PEARL RIVER, La. — "I think what we're seeing right now is what we're going to get," J.J. Jennings, the police chief of this small and somewhat waterlogged city near the Mississippi border, said with nervous optimism.
What he was seeing at that moment Monday was a group of neighbors using pumps and sandbags to keep an ever-rising creek out of Ed Martensson's house, which was so hemmed in by water that a 12-year-old boy was fishing in the driveway.
After days of extraordinary rainfall — some places recorded more than 20 inches in less than 72 hours, the National Weather Service said — the rising waters that ruined homes are swelling the rivers, bayous and lakes of southern Louisiana.
"They've already got a lot of water down there, much like we have, and now we're sending more water down there," said Matt Hemingway, a Weather Service meteorologist in Shreveport, in northern Louisiana. "The entire state has been impacted."

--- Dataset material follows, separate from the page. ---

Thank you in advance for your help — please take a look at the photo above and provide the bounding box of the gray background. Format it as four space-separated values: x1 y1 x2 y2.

Gov. John Bel Edwards has declared a statewide emergency, and President Barack Obama said Sunday that there were major disasters in seven parishes. Obama could soon extend federal assistance elsewhere in Louisiana, where thousands of people have evacuated and at least four deaths have been reported.
State officials said more than 6,100 structures had been damaged, with more expected.
In Mississippi, where a state of emergency was in effect and the National Guard was activated, the state's emergency management agency said at least 185 homes were destroyed, and hundreds more were damaged.
Gov. Phil Bryant said Monday there had not yet been enough destruction in Mississippi to seek a disaster declaration from Obama, but that the authorities were prepared for flooding and that the state might ultimately request federal aid.
Although Louisiana and Mississippi faced the gravest threats Monday, federal officials also issued flood warnings in more than a half-dozen other states.